Matteo dà infine testimonianza del suo martirio, nel 61, a Naddarer, nel sud dell'Egitto. Secondo la venerabile tradizione riportata nel Martirologio Romano, nelle Virtutes Apostolorum (VI secolo) e nella Legenda Aurea (XIII secolo), egli fu assistito in Etiopia dall'eunuco di Candace, la regina d'Etiopia, menzionata negli Atti degli Apostoli (At 8,26-39). Due maghi, Zaroes e Arfaxar, dissero al re che non potevano salvare suo figlio Eufranor, in fin di vita, ma l'eunuco portò Matteo a corte e riuscì a salvarlo. Il re e la sua famiglia si convertirono, favorendo la cristianizzazione del Paese. Il re successivo, Hyrtaque, voleva sposare Ifigenia, una vergine consacrata a Cristo, ma Matteo non fu d'accordo. Dopo 23 anni di missione in Etiopia, morì martire a Naddarer nel 61, dopo che il re aveva inviato uno dei suoi soldati a passare l'apostolo a fil di spada. Il suo corpo fu trasferito a Salerno, in Italia, dove attorno alle sue reliquie venne costruita una basilica che porta il suo nome: oggi è un importante luogo di pellegrinaggio, e vi sono stati registrati molti miracoli e guarigioni. Nel 2014, Papa Francesco ha ordinato uno studio scientifico sulle reliquie per confermarne l'autenticità. I risultati dello studio non sono stati resi pubblici, ma il Pontefice ha confermato che le reliquie sono effettivamente autentiche.

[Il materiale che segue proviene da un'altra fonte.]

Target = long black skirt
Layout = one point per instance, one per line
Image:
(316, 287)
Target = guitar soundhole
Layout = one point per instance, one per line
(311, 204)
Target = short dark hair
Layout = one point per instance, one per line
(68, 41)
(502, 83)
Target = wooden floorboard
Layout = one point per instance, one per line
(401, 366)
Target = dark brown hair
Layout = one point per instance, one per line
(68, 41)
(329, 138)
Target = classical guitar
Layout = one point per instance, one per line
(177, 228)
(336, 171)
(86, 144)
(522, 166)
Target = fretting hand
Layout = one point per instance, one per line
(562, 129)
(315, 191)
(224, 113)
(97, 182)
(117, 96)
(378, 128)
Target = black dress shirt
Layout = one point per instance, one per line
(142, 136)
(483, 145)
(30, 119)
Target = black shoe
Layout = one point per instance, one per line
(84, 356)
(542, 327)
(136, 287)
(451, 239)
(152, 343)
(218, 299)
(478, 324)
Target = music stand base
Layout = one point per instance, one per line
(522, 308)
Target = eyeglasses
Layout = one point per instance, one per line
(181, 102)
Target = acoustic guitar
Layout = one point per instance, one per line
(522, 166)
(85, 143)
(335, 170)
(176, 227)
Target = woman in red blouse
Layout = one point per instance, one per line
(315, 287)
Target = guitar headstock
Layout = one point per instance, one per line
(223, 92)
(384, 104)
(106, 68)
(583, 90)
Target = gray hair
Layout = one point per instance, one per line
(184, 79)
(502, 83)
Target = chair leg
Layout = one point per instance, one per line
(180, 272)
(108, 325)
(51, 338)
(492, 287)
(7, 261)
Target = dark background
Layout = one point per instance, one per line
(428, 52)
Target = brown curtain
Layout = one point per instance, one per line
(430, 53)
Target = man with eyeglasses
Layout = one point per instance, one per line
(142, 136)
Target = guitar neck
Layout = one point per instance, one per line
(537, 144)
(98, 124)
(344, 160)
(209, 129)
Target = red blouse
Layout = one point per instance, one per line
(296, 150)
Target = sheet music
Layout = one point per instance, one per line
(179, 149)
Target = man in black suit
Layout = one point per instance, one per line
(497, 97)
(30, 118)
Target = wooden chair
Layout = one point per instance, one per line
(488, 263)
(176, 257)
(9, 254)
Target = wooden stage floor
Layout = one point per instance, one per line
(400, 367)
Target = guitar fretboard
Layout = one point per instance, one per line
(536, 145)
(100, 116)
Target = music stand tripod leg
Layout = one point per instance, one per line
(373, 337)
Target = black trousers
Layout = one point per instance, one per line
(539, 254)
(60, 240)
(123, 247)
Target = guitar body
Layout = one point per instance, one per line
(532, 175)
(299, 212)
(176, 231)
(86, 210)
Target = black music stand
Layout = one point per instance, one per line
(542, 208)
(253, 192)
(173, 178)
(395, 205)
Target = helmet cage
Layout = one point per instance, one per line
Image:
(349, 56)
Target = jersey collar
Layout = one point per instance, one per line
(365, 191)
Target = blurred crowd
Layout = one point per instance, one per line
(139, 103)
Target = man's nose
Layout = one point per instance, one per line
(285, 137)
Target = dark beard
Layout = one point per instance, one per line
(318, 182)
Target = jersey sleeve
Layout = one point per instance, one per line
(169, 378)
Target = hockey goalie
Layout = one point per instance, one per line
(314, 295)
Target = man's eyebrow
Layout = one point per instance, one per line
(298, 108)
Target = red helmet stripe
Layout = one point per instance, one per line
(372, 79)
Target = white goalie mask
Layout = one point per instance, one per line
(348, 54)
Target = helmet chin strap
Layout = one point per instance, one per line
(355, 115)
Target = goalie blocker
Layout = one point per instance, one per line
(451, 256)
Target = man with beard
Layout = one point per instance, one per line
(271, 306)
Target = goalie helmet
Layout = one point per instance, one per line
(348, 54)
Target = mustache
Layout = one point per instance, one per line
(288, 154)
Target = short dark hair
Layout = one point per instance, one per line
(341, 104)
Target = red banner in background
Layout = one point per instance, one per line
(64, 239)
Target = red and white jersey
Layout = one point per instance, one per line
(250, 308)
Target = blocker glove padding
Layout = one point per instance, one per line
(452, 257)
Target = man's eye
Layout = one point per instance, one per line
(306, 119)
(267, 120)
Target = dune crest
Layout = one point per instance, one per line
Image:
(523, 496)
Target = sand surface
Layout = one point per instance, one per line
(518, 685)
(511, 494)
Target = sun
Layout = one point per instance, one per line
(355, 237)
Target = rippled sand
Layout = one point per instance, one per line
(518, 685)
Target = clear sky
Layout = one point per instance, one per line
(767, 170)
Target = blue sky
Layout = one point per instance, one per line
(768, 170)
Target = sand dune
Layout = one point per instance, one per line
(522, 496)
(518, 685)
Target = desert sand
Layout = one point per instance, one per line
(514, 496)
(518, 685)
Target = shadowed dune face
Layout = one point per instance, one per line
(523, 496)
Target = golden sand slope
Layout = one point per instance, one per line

Matteo è stato celebrato da Caravaggio, che nel suo celebre dipinto (vedi la nostra illustrazione) fa capire quanto sia sorprendente che Cristo abbia scelto Matteo, il pubblicano, perché fosse uno dei suoi amici più cari - uno dei Dodici -, e per questo il tema della misericordia è così forte e presente in tutto il Vangelo di Matteo: "Non sono i sani che hanno bisogno del medico, ma i malati. Andate dunque e imparate cosa significhi: Misericordia io voglio e non sacrificio. Infatti non sono venuto a chiamare i giusti, ma i peccatori" (cfr. Mt 9,9-13).